# Extracting Place Names from other Fields

This tutorial scans the two columns from a CSV file ('Title' and 'Description') to look for known place names and writes the values to a separate field.

## 1. Install spaCy

If you do not have spaCy installed yet, choose ONE of the following set of commands. (Uncomment one of these)

In [4]:
# pip install -U pip setuptools wheel
# pip install -U spacy
# python -m spacy download en_core_web_sm

# OR

# conda install -c conda-forge spacy
# python -m spacy download en_core_web_sm

SyntaxError: invalid syntax (1757602442.py, line 1)

## 2. Import modules and models

In [2]:
import spacy
import pandas as pd

# Load English language model for spaCy
nlp = spacy.load("en_core_web_sm")

## 3. Define function to extract place names from a text

In [3]:
def extract_place_names(text):
    doc = nlp(text)
    place_names = []
    for ent in doc.ents:
        if ent.label_ == "GPE": # GPE is the label for geopolitical entities, i.e. place names
            place_names.append(ent.text)
    return place_names

## 4. Open a CSV file and load it into a pandas DataFrame

There are only two columns in the sample CSV (missing-spatial-coverage.csv), `Title` and `Description`. Our goal is a new column just for place names called `Spatial Coverage`.

In [4]:
df = pd.read_csv("missing-spatial-coverage.csv")
print(df)

                                      Title  \
0  Municipalities Outagamie County, WI 2015   
1     Municipalities Pierce County, WI 2012   
2    Municipalities Portage County, WI 2013   

                                         Description  
0  This polygon data layer represents municipalit...  
1  This data layer represents municipalities for ...  
2  This data layer represents municipalities for ...  


## 5. Create an empty list for the coming loop

Before we run a Python loop, we need to create an empty list that will store the information.
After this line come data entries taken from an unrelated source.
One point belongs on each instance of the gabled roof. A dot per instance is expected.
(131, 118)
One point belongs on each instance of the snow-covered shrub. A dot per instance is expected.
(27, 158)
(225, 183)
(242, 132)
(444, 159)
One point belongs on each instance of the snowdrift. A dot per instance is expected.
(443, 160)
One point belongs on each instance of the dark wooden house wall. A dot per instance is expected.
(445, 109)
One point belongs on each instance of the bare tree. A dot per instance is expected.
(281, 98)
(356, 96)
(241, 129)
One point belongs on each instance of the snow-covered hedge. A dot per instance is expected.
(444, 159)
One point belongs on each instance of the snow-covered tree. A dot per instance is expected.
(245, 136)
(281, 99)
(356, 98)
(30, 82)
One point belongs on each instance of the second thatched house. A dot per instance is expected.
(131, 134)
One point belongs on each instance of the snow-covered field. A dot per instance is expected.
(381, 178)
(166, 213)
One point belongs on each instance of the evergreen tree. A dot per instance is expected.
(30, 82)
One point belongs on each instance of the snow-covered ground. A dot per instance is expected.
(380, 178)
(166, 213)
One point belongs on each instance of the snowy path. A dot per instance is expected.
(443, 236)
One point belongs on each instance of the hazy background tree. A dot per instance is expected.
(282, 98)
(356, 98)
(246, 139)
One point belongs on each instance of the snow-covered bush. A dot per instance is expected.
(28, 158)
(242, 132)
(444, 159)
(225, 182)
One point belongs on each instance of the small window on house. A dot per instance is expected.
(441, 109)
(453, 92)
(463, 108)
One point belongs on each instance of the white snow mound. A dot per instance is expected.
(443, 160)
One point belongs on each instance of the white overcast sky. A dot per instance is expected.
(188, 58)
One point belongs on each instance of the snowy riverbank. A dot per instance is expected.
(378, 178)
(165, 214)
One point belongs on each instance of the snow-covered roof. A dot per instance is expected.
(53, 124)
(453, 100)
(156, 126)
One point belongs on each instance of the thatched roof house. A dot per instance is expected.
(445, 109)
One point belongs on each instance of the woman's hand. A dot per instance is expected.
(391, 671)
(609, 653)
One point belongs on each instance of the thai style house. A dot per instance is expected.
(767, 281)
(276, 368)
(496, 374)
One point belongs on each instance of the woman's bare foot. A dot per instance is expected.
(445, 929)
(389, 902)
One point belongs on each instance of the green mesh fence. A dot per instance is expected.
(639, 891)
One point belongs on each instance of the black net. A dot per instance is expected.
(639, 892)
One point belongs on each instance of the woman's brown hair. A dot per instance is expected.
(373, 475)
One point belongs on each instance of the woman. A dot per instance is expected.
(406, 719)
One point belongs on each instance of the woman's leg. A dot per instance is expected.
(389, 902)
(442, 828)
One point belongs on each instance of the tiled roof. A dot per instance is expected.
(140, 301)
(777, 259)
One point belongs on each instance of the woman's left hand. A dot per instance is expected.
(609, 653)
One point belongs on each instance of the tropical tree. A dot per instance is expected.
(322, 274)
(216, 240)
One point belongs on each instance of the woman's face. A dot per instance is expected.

Here, we give it a name of `places` and set it as equal to empty (`= []`)

In [5]:
places = []
print(places)

[]


## 6. Loop over the Title and Description columns

Scan for place names and add them to the list called places. After scanning, we will print the list and see what it found.

In [6]:
for i, row in df.iterrows():
    title = row["Title"]
    desc = row["Description"]
    place_names = extract_place_names(title) #look for place names in the title field first
    if not place_names: # if no place names found in the title field
        place_names = extract_place_names(desc) #look for place names in the description field
    places.append("|".join(place_names)) #for multiple place names, add them to a cell separated by a pipe
    print(places)

['Outagamie County']
['Outagamie County', 'Pierce County|Wisconsin']
['Outagamie County', 'Pierce County|Wisconsin', 'Portage County']


## 7. Add the extracted places to the dataframe

Next, we need to add the values from the list to our full dataframe in a new column called `Spatial Coverage`

In [7]:
df["Spatial Coverage"] = places
print(df["Spatial Coverage"])

0           Outagamie County
1    Pierce County|Wisconsin
2             Portage County
Name: Spatial Coverage, dtype: object


## 8. Save the results to a new CSV file

In [8]:
df.to_csv("spacy-output.csv", index=False)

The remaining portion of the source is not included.